Within the Precincts: Volume 2 by Mrs. Oliphant - HTML preview

PLEASE NOTE: This is an HTML preview only and some elements such as links or page numbers may be incorrect.
Download the book in PDF, ePub, Kindle for a complete version.

 

CHAPTER XXV.
 WHAT FOLLOWED.

CAPTAIN TEMPLE was not happy about the events of that evening. He had begun to grow very fond of Lottie, and he was not pleased that she should have “made an exhibition of herself.” He went over it so often to his wife that Mrs. Temple learned the incident by heart. There was in her mind, mingled with an intense silent interest in the girl who was like her own, a feeling of repulsion too, equally intense and silent, which joined with the opposite sentiment, and kept Lottie as constantly present to her mind as she was in the Captain’s talk. And, though it sometimes appeared to her that she would die of this girl, who reminded her at every step that she had lost her child, yet she could not check her husband’s ever-flowing, continually repeated talk on the subject. Mrs. Temple thought this was all for his sake. Sometimes, in the bitterness of her loss, she would cry out that she loathed the very name of this other, who was so well and bright and full of life, while her child was dead and gone; but, notwithstanding, Lottie had gradually come to hold a large place in her life. How could she help thinking of her? Grudging her very life and brightness, repenting her grudge, praying God’s blessing on the girl whom she thus injured, avoiding her, fearing the sight of her, watching for her whom she feared; how could it be but that Mrs. Temple, in her lonely hours, should think of Lottie? She was the confidant now of the old Captain’s regret.

“I thought she was a sweet, modest girl,” he said, shaking his head; “shy, even—as I like a girl to be—very like—— My dear, I cannot bear a girl to make an exhibition of herself——”

“But if there was no one to see her, and if you were in the dark?”
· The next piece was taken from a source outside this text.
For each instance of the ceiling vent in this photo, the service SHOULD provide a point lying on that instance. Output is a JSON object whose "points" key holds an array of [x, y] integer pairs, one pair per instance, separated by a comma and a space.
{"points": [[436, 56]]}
“That is true, my dear; but if they did not see her they heard her. Such a voice! I wish you had been there—but that sort of public use of it—and to have the confidence to sing when she was not asked!” Captain Temple shook his head. He seemed to have done nothing but shake his head since last night.

“Do you think that the more she has a beautiful voice the less she should let it be heard?” said his wife. “I am not so taken up with this Miss Despard as you are; but still I think you are unjust to her.”

“Perhaps I am unjust to her. How can I help being taken up with her? If you knew her as well you would be taken up with her too. And I wish you did; it would be a comfort to you. In everything she does, her walk, every little gesture, I see something that reminds me—— I know you don’t like to speak of it, my dear.”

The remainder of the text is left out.